72. Physical indicators of sustainability - a farming systems approach for the small farmer in the rainfed vertisols of the western zone of Tamil Nadu.

• Authors:
  • Jayanthi, C.
  • Shekinah, D. E.
  • Sankaran, N.
• Source: Journal of Sustainable Agriculture
• Volume: 25
• Issue: 3
• Year: 2005
• Summary: In a small-scale resource-poor farm, modest increments in productivity are no longer sufficient to justify the investment of scarce resources. Integrated farming systems with multiple enterprises pave the way for realizing increased productivity, profitability and sustainability in small farms of the developing countries. A study conducted at Tamil Nadu Agricultural University, Coimbatore, Tamil Nadu, India from July 2000 to March 2002 to optimize enterprise combination, increase employment and bring about maximum bioresource utilization and residue recycling for a 1-ha farm of the dryland tract of the western zone of Tamil Nadu compared four farming system combinations: FS 2 (crop+pigeon+goat+agroforestry+farm pond), FS 3 (crop+pigeon+buffalo+agroforestry+farm pond), and FS 4 (crop+pigeon+goat+buffalo+agroforestry+farm pond) with FS 1 (sorghum only) as the reference system. The results indicated the following: crop (0.80 ha) fertilized with buffalo manure produced on the farm, with pigeon (10 pairs on 0.01 ha), goat (5:1 female:male on 0.02 ha), buffalo (2 milking buffaloes+1 calf on 0.03 ha), agroforestry (0.10 ha) and farm pond (0.04 ha) was the profitable system enterprise that generated higher employment year-round. This system also facilitated the maximum recycling of resources and residues generated on the farm among the enterprises. The output and the waste of one enterprise served as input to another. The nutritive value of the system in terms of carbohydrate, protein and fat was also highest with this enterprise combination. Thus, FS 4 seems to be the best enterprise combination as revealed by the physical indicators. However, since the purchase and maintenance of buffalo enterprise involves higher costs, for farmers who have limited cash for investment, linkage of crop (0.80 ha) with pigeon (10 pairs on 0.01 ha), goat (5:1 female:male on 0.05 ha), agroforestry (0.10 ha) and farm pond (0.04 ha) is suggested as the alternative farming system for sustainability instead of conventional cropping alone.
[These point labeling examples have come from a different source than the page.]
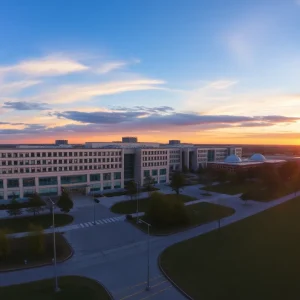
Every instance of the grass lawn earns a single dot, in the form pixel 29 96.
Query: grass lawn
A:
pixel 21 249
pixel 229 188
pixel 256 258
pixel 21 224
pixel 72 287
pixel 129 207
pixel 198 214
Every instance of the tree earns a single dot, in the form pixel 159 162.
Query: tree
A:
pixel 131 189
pixel 36 238
pixel 4 244
pixel 177 182
pixel 35 203
pixel 14 207
pixel 65 202
pixel 149 184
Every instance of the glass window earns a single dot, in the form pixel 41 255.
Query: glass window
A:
pixel 162 171
pixel 48 180
pixel 73 179
pixel 48 191
pixel 95 177
pixel 12 183
pixel 117 175
pixel 106 176
pixel 29 181
pixel 154 172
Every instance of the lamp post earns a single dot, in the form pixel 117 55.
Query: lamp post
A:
pixel 56 289
pixel 148 256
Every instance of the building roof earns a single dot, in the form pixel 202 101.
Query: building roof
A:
pixel 232 159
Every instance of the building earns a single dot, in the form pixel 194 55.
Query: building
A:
pixel 129 139
pixel 61 142
pixel 95 166
pixel 233 162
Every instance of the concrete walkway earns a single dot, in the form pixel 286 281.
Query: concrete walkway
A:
pixel 123 269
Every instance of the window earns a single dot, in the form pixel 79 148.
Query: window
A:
pixel 106 176
pixel 95 177
pixel 12 183
pixel 73 179
pixel 162 171
pixel 47 180
pixel 29 181
pixel 154 172
pixel 117 175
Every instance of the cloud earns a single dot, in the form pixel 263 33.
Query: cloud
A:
pixel 12 87
pixel 74 93
pixel 46 66
pixel 22 105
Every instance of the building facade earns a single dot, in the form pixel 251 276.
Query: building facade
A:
pixel 95 167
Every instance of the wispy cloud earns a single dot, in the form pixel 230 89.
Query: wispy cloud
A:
pixel 22 105
pixel 45 66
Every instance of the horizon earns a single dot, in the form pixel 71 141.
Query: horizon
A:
pixel 201 72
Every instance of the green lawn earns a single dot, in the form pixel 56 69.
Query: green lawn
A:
pixel 21 249
pixel 72 288
pixel 198 214
pixel 230 188
pixel 256 258
pixel 21 224
pixel 129 207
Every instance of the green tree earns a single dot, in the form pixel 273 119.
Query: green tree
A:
pixel 36 204
pixel 36 238
pixel 4 244
pixel 149 184
pixel 14 207
pixel 131 189
pixel 177 182
pixel 65 202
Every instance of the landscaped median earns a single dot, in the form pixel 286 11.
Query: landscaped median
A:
pixel 22 224
pixel 130 206
pixel 33 250
pixel 197 214
pixel 71 287
pixel 255 258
73. Interrelation of weather parameters and the incidences of major pests and diseases of crops.

• Authors:
  • Chattopadhyay, N.
  • Das, H. P.
• Source: Advances in Indian entomology: productivity and health (a silver jubilee supplement)
• Volume: 1
• Issue: 3
• Year: 2005
• Summary: Every year crops (such as rice, cotton, pigeon pea, sorghum, soyabean, groundnut, sugarcane and vegetables) are being damaged by pests and diseases. Due to lack of proper operational forecasting system for the incidences of pests and diseases, it becomes difficult to adopt efficient plant protection measures at the right time. It has been established with fair degree of accuracy that climate/weather plays major role in the incidences of pests and diseases. Thus, there is a tremendous scope of utilizing meteorological parameters for the advance information of the occurrences of the pests and diseases and ultimately scheduling of prophylactive measures can be taken scientifically and judiciously. Quite a number of studies in this regards have been made in the Agricultural Meteorology Division, India Meteorological Department (Pune, Maharashtra, India). In the present paper, a comprehensive review of the work done in this division on the impact of weather on pests and diseases of crops is presented. This information will probably help the agricultural community of the country to save the crops from the infestation of pest and disease incidences.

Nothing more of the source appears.